Auch die renommierte deutsche Marke Agrob Buchtal nutzt diese Technik seit geraumer Zeit. Im Werk Schwarzenfeld (ca. 180 km nördlich von München) gibt es eine hausinterne Abteilung "Architektenservice". Dieses über 15-köpfige Team unterstützt Planer entsprechend. Die Service-Palette umfasst Mengenauszüge, Verlegepläne, Gestaltungsvorschläge oder anwendungstechnische Beratung - und zwar nicht nur allgemeiner Art, sondern auch bezogen auf das konkrete Projekt. Wenn es sich anbietet, wird dabei auch die Wasserstrahltechnik integriert. Dabei beschränkt man sich nicht auf die erwähnten einfachen Vorlagen, sondern die Experten erarbeiten gleich detaillierte CAD-Daten in den einschlägigen Formaten DXF³) oder DWG³). Diese "mundfertigen" Daten können dann direkt für die Programmierung der Wasserstrahl-Anlagen verwendet werden.
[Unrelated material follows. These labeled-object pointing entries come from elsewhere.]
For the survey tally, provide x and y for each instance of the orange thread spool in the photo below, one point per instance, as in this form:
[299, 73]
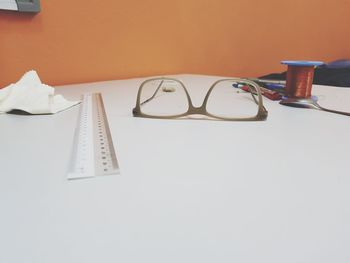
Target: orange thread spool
[300, 75]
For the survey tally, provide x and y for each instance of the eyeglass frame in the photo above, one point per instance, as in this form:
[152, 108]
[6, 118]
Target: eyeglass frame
[202, 110]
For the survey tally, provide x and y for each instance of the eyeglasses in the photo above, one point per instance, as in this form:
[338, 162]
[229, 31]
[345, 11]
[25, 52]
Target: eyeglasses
[227, 99]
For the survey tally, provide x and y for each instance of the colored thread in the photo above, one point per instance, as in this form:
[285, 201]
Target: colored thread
[299, 81]
[300, 75]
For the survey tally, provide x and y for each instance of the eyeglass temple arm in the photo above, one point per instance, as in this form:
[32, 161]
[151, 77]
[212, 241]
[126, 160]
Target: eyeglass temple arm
[154, 94]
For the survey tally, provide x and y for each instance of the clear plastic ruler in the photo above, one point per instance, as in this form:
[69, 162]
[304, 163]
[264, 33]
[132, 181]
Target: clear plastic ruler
[93, 150]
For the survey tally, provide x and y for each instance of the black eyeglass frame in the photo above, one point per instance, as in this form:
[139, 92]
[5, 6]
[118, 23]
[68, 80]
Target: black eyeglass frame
[202, 110]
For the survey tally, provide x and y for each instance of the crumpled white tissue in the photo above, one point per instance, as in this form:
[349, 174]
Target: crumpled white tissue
[32, 96]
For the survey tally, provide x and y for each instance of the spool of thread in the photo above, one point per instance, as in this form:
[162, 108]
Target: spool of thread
[300, 75]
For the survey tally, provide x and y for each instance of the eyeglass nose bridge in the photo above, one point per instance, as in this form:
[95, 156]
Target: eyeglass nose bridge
[197, 110]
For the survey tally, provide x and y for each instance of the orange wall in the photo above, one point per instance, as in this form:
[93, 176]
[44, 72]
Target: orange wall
[68, 42]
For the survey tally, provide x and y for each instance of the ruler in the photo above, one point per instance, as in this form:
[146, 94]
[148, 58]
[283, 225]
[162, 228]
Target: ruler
[93, 151]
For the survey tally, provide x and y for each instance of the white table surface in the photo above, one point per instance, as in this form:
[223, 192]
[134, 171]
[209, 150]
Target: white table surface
[189, 190]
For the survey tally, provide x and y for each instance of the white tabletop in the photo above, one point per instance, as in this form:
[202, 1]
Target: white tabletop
[189, 190]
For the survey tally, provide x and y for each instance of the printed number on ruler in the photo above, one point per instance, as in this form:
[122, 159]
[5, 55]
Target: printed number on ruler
[93, 151]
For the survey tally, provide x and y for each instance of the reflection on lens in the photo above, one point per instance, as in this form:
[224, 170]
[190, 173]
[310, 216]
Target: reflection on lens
[229, 102]
[163, 97]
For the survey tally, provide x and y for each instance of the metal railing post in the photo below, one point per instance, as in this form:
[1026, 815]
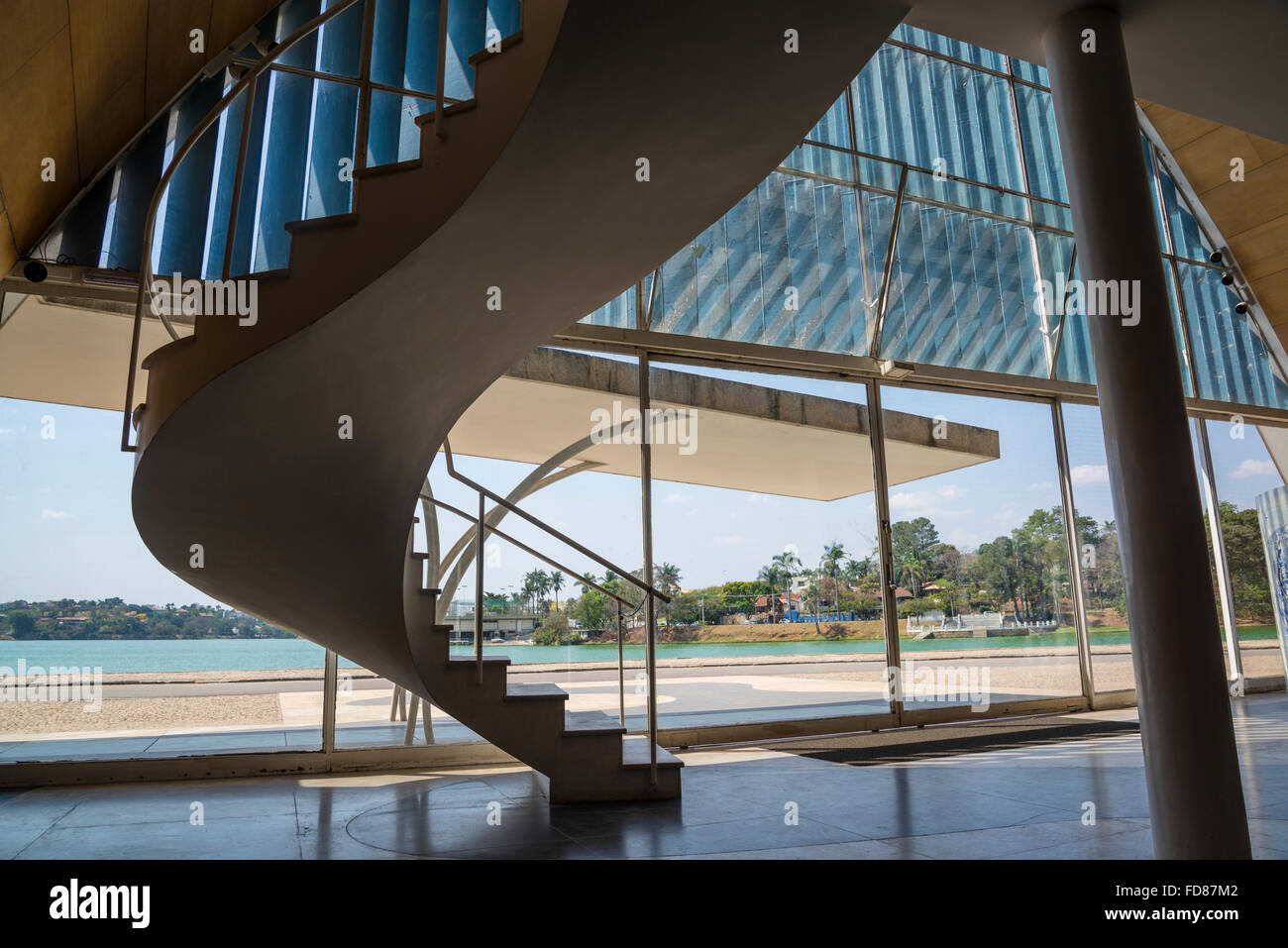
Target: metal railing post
[478, 591]
[649, 609]
[239, 172]
[621, 673]
[1082, 633]
[439, 119]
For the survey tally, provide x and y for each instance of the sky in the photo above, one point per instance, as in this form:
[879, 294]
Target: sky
[65, 528]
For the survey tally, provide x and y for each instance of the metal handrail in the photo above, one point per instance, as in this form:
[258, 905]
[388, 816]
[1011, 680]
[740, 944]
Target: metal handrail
[645, 587]
[180, 154]
[585, 579]
[651, 594]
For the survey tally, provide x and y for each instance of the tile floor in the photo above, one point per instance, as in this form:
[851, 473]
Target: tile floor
[738, 802]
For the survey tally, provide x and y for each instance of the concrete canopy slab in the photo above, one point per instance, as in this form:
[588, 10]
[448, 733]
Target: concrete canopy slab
[728, 434]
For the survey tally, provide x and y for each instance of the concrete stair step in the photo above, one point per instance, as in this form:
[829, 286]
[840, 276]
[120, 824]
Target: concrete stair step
[535, 691]
[635, 754]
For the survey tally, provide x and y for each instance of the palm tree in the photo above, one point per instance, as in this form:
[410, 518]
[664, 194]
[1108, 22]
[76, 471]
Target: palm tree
[772, 575]
[789, 565]
[832, 556]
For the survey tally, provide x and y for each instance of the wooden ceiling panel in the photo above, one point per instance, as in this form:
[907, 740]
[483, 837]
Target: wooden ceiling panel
[34, 130]
[29, 25]
[231, 18]
[1207, 158]
[170, 58]
[108, 54]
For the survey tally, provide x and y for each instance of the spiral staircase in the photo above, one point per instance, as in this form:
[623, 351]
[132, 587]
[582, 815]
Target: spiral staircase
[600, 137]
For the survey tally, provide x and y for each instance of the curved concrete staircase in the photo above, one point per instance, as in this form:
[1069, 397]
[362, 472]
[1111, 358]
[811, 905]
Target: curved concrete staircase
[382, 317]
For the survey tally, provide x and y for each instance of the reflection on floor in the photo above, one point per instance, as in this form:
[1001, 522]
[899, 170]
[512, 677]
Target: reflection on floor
[741, 802]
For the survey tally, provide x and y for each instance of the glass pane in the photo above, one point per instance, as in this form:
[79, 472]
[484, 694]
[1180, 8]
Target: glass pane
[1231, 357]
[936, 115]
[119, 657]
[785, 266]
[763, 511]
[954, 48]
[1244, 471]
[979, 552]
[404, 44]
[393, 134]
[335, 47]
[1103, 584]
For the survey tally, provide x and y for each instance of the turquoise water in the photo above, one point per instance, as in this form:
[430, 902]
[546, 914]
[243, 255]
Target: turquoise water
[262, 655]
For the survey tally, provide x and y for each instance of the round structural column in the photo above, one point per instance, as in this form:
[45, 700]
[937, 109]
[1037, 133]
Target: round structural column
[1196, 796]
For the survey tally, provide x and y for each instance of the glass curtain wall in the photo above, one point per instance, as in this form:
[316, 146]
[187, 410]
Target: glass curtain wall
[1103, 583]
[103, 653]
[925, 219]
[1243, 469]
[980, 553]
[764, 524]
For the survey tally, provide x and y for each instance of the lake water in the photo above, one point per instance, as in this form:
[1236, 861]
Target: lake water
[262, 655]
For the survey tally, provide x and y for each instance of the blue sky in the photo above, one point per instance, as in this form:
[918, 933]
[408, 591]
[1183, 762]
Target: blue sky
[64, 501]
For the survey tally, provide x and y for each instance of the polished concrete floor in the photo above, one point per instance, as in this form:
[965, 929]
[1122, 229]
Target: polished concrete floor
[738, 802]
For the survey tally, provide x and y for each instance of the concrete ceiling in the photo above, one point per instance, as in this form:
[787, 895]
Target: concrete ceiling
[1252, 214]
[730, 434]
[752, 438]
[78, 78]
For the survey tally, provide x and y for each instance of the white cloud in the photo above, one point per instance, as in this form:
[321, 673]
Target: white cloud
[1086, 474]
[728, 541]
[1254, 469]
[928, 502]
Auf diese Art wurden beispielsweise in den vergangenen Jahren Bodenbeläge in Volkswagen-Showrooms rund um den Globus realisiert. Zur Unterstützung der Corporate Identity sind die Händler von Volkswagen angehalten, ihre Präsentationsflächen einheitlich nach dem so genannten "Piazza"-Konzept auszuführen. Prägender Bestandteil ist der Bodenbelag mit Farbkreisen und -streifen in definierter Anordnung. Die räumlichen Verhältnisse und Dimensionen der einzelnen Showrooms variieren jedoch quo natura von klein bis groß. Daher erfolgte die planerische Positionierung der Fliesen im 30- bzw. 60-cm-Raster jeweils auf den Einzelfall bezogen durch den "Architektenservice". Basierend auf den entsprechenden CAD-Daten werden dann die Fliesen für die Bereiche, an denen verschiedene Farben aneinander stoßen, exakt per Wasserstrahl geschnitten und zusammen mit einem selbsterklärenden Verlegeplan ausgeliefert. Dadurch wurde die schnelle und präzise Verlegung im wahrsten Sinne des Wortes "maßgeblich" unterstützt. Selbst im fernen Peking/China praktizierte man diese Methode mit Erfolg.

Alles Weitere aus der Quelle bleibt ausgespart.